Kreg Makes A Track Saw The Right Wayhttps://www.tool-rank.com/media/listing/photos/thumbnail/300x300s/eb/69/24/ACS3000-28-6-1550738069.jpg
Finally, someone has made a Track Saw the right way, and by "right", I actually mean left. What I actually mean is that Kreg has come out with a new Track Saw System and they have gone against the norm by using a blade-left design—something I have been complaining about for years. The new Kreg Track Saw is more than just the saw though; the saw is only part of the Kreg Adaptive Cutting System, designed to replace a table saw and even a miter saw for certain tasks.
In the past, Kreg has made jigs and guides that work with circular saws to give them basic track saw functionality, but as far as I know, this is the first circular saw of their own.
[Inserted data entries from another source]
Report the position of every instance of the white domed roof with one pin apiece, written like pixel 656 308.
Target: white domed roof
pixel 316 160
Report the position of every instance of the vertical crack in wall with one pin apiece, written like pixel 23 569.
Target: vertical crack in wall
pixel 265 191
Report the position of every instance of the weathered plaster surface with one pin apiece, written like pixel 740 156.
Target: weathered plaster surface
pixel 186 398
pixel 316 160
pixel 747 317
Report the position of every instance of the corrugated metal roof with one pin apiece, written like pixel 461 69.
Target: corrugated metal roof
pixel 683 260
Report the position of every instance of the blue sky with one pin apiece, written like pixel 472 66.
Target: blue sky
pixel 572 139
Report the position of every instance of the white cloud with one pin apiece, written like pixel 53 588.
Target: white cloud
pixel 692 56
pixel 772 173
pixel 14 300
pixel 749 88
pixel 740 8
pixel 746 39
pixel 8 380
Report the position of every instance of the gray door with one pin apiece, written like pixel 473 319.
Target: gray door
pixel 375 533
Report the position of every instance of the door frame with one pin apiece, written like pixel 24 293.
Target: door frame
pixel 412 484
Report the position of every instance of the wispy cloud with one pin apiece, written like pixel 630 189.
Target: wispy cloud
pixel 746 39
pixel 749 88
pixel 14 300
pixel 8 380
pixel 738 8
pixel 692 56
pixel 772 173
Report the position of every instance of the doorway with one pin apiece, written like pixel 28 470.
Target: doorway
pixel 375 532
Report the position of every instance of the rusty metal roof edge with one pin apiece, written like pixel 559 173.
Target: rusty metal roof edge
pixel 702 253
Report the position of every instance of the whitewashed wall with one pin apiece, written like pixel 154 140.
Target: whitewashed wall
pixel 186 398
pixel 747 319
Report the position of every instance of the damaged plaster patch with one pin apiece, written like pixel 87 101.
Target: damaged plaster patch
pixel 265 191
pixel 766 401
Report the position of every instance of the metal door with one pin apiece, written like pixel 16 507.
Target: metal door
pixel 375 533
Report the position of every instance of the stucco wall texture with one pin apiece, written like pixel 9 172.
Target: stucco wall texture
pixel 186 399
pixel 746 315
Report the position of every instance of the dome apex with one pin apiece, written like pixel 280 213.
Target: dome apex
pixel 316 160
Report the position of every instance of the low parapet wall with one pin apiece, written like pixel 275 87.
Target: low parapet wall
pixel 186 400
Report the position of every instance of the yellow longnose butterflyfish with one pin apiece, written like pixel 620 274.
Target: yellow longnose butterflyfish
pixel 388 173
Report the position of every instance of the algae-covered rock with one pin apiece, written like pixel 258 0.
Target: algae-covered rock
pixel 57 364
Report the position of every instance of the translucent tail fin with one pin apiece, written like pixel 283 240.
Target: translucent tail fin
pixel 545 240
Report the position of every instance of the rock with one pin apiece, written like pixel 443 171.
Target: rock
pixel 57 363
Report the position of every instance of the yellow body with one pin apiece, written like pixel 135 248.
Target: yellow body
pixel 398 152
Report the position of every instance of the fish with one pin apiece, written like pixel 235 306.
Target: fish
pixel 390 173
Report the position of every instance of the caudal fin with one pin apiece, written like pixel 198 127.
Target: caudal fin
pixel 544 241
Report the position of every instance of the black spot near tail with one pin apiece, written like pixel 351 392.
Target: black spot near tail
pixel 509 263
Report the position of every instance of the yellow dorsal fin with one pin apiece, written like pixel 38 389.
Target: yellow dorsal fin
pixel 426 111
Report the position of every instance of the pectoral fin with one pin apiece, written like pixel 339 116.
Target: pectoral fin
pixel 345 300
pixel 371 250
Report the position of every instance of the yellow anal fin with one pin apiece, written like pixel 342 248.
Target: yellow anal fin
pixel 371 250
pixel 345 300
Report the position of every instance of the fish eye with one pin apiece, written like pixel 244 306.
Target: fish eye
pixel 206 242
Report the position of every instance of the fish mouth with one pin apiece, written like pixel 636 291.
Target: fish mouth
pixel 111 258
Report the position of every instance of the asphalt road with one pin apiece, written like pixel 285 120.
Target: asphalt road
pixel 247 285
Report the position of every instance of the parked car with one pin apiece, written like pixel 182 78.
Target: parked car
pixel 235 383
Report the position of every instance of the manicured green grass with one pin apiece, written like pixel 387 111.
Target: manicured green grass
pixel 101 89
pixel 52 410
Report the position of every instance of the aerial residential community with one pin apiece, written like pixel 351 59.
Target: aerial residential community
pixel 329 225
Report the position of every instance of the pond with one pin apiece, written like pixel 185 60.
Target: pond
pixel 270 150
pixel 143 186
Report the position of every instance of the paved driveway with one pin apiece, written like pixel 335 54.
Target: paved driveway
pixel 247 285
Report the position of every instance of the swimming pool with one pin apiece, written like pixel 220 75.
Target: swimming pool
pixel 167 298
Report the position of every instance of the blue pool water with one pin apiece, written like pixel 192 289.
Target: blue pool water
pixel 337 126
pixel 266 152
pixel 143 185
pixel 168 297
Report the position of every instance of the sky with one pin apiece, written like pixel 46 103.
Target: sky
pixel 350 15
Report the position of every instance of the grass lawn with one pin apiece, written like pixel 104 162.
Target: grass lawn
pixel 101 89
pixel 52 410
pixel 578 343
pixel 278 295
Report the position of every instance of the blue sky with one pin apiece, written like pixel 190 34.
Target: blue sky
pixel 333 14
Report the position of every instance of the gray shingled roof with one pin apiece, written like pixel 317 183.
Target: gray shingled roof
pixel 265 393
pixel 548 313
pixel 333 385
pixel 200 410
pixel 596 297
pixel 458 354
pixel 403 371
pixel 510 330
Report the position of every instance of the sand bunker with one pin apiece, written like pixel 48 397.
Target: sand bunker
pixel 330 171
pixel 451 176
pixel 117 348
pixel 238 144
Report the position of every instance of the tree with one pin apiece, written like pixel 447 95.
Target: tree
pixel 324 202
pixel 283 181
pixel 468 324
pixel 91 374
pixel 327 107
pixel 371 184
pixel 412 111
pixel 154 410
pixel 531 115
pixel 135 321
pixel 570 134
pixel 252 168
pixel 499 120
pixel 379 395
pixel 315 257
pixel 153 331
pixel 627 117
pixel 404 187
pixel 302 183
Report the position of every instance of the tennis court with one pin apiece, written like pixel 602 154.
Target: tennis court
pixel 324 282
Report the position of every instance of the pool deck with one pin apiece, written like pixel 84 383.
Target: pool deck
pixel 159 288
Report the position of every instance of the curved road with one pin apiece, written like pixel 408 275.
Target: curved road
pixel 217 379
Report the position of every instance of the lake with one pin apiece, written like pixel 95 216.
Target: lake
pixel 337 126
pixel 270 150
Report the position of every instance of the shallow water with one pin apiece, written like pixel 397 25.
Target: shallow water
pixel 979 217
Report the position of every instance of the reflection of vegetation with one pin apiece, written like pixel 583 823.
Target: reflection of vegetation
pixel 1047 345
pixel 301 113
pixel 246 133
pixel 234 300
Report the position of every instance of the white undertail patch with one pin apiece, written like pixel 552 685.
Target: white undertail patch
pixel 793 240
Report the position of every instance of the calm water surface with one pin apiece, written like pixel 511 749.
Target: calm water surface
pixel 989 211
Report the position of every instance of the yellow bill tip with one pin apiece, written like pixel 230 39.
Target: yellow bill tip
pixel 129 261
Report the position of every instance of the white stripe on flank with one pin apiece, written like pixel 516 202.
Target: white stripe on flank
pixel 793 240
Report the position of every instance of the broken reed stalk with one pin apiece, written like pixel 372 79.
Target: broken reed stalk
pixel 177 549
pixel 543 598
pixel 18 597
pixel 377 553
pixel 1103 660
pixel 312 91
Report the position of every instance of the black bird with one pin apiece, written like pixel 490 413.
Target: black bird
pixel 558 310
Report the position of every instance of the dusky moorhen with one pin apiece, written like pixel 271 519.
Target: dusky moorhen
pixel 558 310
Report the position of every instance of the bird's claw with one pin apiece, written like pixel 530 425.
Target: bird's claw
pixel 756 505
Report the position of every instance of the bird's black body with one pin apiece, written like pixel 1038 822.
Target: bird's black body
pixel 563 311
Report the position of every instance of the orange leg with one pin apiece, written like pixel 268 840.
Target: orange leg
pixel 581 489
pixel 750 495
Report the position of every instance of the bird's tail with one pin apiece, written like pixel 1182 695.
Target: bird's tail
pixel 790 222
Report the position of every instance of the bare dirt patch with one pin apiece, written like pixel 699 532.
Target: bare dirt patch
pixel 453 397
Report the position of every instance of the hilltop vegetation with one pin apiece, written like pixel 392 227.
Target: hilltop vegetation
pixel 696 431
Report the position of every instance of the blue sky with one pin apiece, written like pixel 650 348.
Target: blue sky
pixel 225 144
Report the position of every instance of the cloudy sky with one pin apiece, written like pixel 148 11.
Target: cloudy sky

To set themselves apart it makes sense to do something different than everyone else. It helps if the thing that makes you different also makes you better. And I just happen to think that the blade-left design is better.
I have been complaining about the lack of blade-on-left circular saws for a number of years now, as I feel they are better suited for right-handed people in most situations (you can read my rant here). This complaint is especially true for track saws, where the user has to walk next to their cut while ripping down large sheet goods. This almost guarantees that the user has to use their left hand. This is not a huge problem on track saws where the guide does most of the work, but the average right-handed person would feel more comfortable using their dominant hand. I think it is great that Kreg not only saw the blade-left design as advantageous but they also chose to use it in their own Track Saw.
More than just optimized for right-handed use, the new Kreg Track Saw has other features you would expect to find in more expensive track saws. Some of the things you might notice on the exterior are the built-in dust collector or the fully-shrouded blade. Some of the safety features include a retractible riving knife, kickback prevention and, electronic braking.
On to the stats—the saw has a cutting capacity of 2-1/8" maximum cut at 90° and 1-1/2" at 45°. It has an adjustable bevel that ranges from -1° to 47° with stops at 0° and 45°. In addition to variable speed control (2,000 to 6,000 RPM), the 12-amp 120-volt motor features load compensation. The Kreg Plunge Taack Saw alone retails for $299.99, but you can purchase a kit that includes a 62" track for $399.99.
The Project Table is what really shows what the Kreg Adaptive Cutting System can do. The table allows the track to be mounted so that the saw can be quickly used to make cuts without having to reclamp the track to your material for each new cut; the material is essentially trapped between the track and the table surface. The Kreg Project Table reminds me of the EurekaZone Working Center, only more simplified for the average user. Using the holes in the table with the included guides and stops ensures that the material is positioned precisely where you need it. The Kreg Adaptive Cutting System Project Table Kit retails for $499.99, or you can purchase the Kreg Track Saw with the Project Table for $899.98
The Kreg Adaptive Cutting System will be available in March 2019.